What is your instinctive feeling about how this should affect speeding fines? I can imagine a couple of different responses. One is that the fine is a punishment for the risk you imposed on others by your reckless actions, and it should not change. The other is that with 100% detection, the State has become too powerful, and penalizing people as harshly as we do today would be like living in a police state. In fact I imagine there might be opposition to universal enforcement of speeding regulations on these grounds.
I have some sympathy for both views, but for me the second one predominates. And it is somewhat consistent with efficient deterrence. That is not my explicit motivation for favoring this view, but the effect is much the same. Fear of excessive enforcement by an all-powerful State motivates me to hope that in such circumstances, the penalties for crimes will be reduced, in order to leave some room for human weakness, as much a part of our culture as strength. Hence at least some of our instincts are in fact in rough accordance with optimal deterrence theory.
We have at least two goals when we punish: to prevent the commission of antisocial acts (by deterrence or incapacitation) and to express our anger at the breach of social norms. On what basis should we decide that the first type of goal takes priority over the second type, when the two conflict? You seem to assume that we are somehow mistaken when we punish more or less than deterrence requires; perhaps the better conclusion is that our desire to punish is more driven by retributive goals than it is by utilitarian ones, as Sunstein et al. suggest.
In other words, if two of our terminal values are conflicting, it is hard to see a principled basis for choosing which one to modify in order to reduce the conflict.
When you say we "should" change our sense of justice, you're making a normative statement because no specific goal is specified.

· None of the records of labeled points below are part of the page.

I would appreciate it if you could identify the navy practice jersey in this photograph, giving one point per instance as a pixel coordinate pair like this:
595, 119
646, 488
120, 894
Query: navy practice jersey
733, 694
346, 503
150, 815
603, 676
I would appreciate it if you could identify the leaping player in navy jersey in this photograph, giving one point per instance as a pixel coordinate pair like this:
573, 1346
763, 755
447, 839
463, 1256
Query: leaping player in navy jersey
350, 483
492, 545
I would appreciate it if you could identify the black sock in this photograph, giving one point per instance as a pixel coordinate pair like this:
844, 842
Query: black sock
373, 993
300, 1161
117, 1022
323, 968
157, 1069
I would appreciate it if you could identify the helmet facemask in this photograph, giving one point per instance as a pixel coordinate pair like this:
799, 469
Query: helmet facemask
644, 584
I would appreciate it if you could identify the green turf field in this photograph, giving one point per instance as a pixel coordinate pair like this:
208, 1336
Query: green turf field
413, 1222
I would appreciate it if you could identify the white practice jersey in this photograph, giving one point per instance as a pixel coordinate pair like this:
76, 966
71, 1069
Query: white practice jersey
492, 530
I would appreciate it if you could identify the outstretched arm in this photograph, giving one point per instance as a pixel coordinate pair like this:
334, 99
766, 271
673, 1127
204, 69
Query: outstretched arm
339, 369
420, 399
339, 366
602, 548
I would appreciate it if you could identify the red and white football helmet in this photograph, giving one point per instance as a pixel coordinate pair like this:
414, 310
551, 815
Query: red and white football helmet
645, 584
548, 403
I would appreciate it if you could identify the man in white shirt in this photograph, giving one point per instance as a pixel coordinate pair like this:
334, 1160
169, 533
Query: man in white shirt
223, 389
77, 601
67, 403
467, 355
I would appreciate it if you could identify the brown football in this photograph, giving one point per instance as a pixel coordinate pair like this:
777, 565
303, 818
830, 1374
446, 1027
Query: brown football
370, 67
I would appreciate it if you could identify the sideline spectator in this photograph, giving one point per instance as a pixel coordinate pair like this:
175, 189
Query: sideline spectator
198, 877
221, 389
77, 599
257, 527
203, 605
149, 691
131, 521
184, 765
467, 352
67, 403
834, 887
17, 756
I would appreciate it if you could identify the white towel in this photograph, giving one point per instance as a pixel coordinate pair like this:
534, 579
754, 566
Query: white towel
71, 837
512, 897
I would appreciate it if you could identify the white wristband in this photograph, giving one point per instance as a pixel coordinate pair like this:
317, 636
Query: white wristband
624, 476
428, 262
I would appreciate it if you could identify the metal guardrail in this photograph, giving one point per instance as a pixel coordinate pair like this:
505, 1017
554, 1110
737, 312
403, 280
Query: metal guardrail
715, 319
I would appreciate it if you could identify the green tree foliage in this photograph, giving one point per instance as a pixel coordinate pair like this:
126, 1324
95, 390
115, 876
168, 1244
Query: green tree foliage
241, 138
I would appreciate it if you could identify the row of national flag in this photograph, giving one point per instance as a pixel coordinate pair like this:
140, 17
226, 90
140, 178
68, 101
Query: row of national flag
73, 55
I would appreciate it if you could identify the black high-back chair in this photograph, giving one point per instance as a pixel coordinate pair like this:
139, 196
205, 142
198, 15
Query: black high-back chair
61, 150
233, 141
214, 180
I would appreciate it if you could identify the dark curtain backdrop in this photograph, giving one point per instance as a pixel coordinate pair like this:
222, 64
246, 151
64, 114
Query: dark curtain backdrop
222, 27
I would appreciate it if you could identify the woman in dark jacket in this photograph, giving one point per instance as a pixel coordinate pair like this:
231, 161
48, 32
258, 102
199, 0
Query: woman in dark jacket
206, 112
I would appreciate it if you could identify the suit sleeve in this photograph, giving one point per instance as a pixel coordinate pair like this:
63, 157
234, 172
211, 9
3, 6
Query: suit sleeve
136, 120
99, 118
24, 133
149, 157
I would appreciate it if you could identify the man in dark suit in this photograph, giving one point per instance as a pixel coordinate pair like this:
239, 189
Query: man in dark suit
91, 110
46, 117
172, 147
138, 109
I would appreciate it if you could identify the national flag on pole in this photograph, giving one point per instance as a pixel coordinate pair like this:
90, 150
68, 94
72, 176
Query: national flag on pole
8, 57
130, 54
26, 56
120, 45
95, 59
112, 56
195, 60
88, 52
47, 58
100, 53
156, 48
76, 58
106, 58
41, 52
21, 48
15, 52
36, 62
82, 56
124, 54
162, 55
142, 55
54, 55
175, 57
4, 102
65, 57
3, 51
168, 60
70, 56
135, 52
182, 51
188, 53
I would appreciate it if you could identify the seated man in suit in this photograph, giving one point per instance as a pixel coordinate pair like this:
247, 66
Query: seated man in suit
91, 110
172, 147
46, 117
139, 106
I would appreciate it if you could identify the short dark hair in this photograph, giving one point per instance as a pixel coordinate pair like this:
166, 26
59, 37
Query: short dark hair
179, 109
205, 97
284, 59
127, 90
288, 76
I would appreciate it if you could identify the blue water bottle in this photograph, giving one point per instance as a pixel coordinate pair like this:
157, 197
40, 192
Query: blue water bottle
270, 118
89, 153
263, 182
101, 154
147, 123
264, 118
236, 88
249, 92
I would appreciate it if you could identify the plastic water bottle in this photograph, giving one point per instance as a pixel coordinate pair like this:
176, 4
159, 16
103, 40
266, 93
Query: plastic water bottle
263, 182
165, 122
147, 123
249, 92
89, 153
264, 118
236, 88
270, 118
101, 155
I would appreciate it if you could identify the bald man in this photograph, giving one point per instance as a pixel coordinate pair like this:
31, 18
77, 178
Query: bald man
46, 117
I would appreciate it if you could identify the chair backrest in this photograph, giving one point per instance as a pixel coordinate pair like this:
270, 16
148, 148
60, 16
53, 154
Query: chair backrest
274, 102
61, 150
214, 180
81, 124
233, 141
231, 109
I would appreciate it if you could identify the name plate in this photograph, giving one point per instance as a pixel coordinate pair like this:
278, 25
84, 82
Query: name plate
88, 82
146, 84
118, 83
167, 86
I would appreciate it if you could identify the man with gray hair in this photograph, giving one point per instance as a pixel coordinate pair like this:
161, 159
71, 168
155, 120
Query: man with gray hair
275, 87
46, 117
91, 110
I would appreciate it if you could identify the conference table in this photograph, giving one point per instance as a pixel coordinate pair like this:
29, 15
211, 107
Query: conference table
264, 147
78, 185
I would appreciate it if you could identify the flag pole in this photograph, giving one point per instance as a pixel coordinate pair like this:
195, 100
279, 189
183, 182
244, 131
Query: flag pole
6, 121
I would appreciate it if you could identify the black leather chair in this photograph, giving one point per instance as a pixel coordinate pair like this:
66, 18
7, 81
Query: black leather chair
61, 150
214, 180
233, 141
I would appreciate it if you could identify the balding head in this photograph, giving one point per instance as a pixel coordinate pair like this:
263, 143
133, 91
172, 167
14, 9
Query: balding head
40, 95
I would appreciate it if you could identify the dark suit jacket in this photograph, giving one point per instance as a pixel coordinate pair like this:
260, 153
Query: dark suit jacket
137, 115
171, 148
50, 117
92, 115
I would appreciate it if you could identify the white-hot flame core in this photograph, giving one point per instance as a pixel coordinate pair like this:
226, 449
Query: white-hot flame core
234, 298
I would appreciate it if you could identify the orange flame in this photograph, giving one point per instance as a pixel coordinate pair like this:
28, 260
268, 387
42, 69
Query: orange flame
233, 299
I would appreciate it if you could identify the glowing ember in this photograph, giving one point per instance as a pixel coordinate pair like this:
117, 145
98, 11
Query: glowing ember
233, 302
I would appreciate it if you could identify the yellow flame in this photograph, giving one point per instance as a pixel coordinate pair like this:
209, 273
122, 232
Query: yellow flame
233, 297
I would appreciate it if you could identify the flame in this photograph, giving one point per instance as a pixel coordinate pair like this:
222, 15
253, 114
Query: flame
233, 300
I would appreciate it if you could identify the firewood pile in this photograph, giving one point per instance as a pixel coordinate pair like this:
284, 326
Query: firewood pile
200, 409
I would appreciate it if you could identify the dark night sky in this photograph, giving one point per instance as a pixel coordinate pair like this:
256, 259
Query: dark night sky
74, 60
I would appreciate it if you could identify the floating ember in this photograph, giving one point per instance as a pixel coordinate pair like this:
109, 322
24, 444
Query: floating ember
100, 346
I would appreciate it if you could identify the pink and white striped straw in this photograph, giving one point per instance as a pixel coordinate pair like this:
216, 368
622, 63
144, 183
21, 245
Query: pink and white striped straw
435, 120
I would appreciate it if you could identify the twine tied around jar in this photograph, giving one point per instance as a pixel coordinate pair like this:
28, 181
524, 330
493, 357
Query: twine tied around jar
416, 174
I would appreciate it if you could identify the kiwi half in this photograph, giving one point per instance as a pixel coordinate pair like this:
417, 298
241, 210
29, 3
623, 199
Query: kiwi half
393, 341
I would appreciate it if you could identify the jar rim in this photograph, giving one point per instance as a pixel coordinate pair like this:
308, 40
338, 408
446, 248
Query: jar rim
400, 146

In this case, it seems wrong. Our sense of justice is part of our morality, therefore we should not change it.
"We should seek justice" is tautological. If justice and optimal deterrence are contradictory, then we should not seek optimal deterrence.
"Justice" is said in many ways. Yes, it tends to be normative; however, values can be weighed against one another. I value candy, but "I should seek candy" is far from tautological. Justice, in particular, rides rather far down my hierarchy of values.
Your decision making works as a value scale, morality not so much.There is a subset of actions you can take which are just. If you do not give a high weight in acting justly, you're a dangerous person.
The reverse is probably more true. If I give a high weight to acting justly I'll grab the nearest Claymore, get some blue face paint and scream "You can take my life but you can not take my freedom!" If I don't value justice I'll suck up to the new power and grab my piece of the new pie. That's a role someone was bound to fill. I'll be irrelevant.
People who value justice highly are implicitly harder to intimidate. They're harder to shame into compliance. They are less willing to subbordinate their Just wrath to gains in social standing. Sure, they don't steal cookies, but they're dangerous.
There's an ambiguity here. You're talking about valuing something like world justice, I was talking about valuing acting justly. In particular, I believe that if optimal deterrence is unjust, it is also unjust to seek it.
Why does this relate to the subject again? Well, my point is we should not change our sense of justice. It's tautological.
I have no premise "if something is part of our morality we shouldn't change it".
No it isn't. See Thomblake's reply. I for one feel no particular attachement to justice over optimal deterrence. In fact, in many situations I actively give the latter precedence. You can keep your 'shoulds' while I go ahead and win my Risk games.
The fact that you do not value something does not serve very well as an argument for why others should stop valuing it. For those of us who do experience a conflict between a desire to deter and a desire to punish fairly, you have not explained why we should prioritize the first goal over the second when trying to reduce this conflict.